Acordei imaginando que já poderia estar em Madrid, mas não, ainda estava em casa, e tinha um longo caminho pela frente...mas estava mais otimista. O taxista mexicano veio me buscar. Não é todo dia que ele pega duas corridas como essas (são US$ 50 cada uma, devidamente reembolsados pela British Airways). Novamente ele tenta ser simpático, agora não falando de futebol, mas das mulheres espanholas, apesar de ele nunca ter visto uma na vida. Os atendentes da British me recebem com um cínico e padronizado sorriso de “como vai você hoje???”, como se nada tivesse acontecido no dia anterior. Tento barganhar um lugar na primeira classe ou executiva, pois não vou ressarcir o custo da primeira diária do hotel em Madrid. Nada feito. Disseram que não havia mais lugares (durante o vôo fui conferir e contei 7 lugares vazios na executiva). Ou eles mentem para os clientes, ou eles são desorganizados mesmo, e acredito mais na segunda hipótese, com uma grande possibilidade de ambas serem verdadeiras.
Vôo programado para sair as 15:00, embarque as 14:25. Às 14:20, anunciam que haverá um “pequeno atraso” no embarque, e que o mesmo se iniciará em 15 minutos. Pequeno atraso? Vinte e duas horas e meia é pequeno atraso? Onde está a pontualidade britânica? Começo a me mobilizar para a compra de outra passagem. O vôo da United já havia partido, mas ainda havia outras opções. Avisei educadamente o atendente da British sobre a situação com o meu ingresso do jogo e o prejuízo que eu levaria, e tudo o que escuto é um “entendo perfeitamente, mas é para sua segurança”. Como assim? Quer dizer que o preço que eu já havia pago pela viagem do dia anterior não incluía o cuidado com a minha segurança? E agora eu teria que tomar prejuízo para ter segurança na viagem? Sei lá, achei melhor não discutir e manter o otimismo.
Saímos as 15:20. Durante o vôo, leio, estudo, como, não encontro mais o que fazer. Me ajeito para dormir. Sábado seria o grande dia!
19/04/2003.
Vinte e nove anos e 364 dias haviam se passado na minha vida. Lembro-me que hoje é dia do Índio, porque na escola eu sempre desenhava índios na época do meu aniversário. Lembro que também está próximo do dia de Tiradentes, porque também fazia trabalhos e cartazes sobre o tema quando estava na escola. Mas agora seria diferente. Nada de dia do Índio ou Tiradentes.

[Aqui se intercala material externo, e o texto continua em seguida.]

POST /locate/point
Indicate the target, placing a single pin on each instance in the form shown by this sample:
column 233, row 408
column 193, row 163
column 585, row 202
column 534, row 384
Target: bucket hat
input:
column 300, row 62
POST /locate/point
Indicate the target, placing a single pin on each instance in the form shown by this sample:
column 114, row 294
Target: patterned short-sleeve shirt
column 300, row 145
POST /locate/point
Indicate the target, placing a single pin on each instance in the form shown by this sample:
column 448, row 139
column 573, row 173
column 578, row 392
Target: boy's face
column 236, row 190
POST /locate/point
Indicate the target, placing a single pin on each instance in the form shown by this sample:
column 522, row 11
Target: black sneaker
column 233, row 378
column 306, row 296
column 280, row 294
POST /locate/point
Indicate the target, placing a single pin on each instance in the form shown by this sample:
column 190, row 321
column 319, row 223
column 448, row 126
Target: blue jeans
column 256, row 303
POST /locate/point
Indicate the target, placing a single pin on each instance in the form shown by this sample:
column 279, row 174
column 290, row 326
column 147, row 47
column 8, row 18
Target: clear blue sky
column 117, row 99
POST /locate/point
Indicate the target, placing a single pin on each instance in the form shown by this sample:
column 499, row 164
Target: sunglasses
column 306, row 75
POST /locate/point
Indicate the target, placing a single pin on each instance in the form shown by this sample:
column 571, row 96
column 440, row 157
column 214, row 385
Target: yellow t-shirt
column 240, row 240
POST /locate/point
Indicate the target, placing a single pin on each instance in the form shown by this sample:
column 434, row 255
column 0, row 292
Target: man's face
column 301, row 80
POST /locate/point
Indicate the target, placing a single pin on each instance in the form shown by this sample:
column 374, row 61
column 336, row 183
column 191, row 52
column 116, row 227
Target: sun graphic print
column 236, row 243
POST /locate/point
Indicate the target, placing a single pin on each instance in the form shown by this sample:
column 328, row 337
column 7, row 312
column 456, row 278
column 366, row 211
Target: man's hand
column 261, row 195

Pode até ser programa de índio, mas com certeza eu não estava ali para ser mártir de coisa alguma. Mal podia me conter ante a expectativa, tal que eu não conseguia imaginar nada além desse dia. Qualquer que fosse o destino dali em diante, não importava naquele momento. Não quer dizer que não valesse à pena, mas apenas que não importava. Tudo o que eu pensava era em curtir a partida e sair para festejar o aniversário em algum lugar bem animado. Minha primeira noite em Madrid. Talvez o atraso do vôo tenha sido a propósito para que isso acontecesse. Para exatamente tudo fosse diferente a partir daquele dia. Fim de jogo, Real 1x1 Barcelona. Gol do Ronaldo, é claro. Um outro Ronaldo estava ali, na arquibancada, esperando para comemorar o início de uma nova era... Saio com meus amigos colombianos, nos divertimos e demos muitas risadas... marquei também o meu “gol” pessoal naquele dia.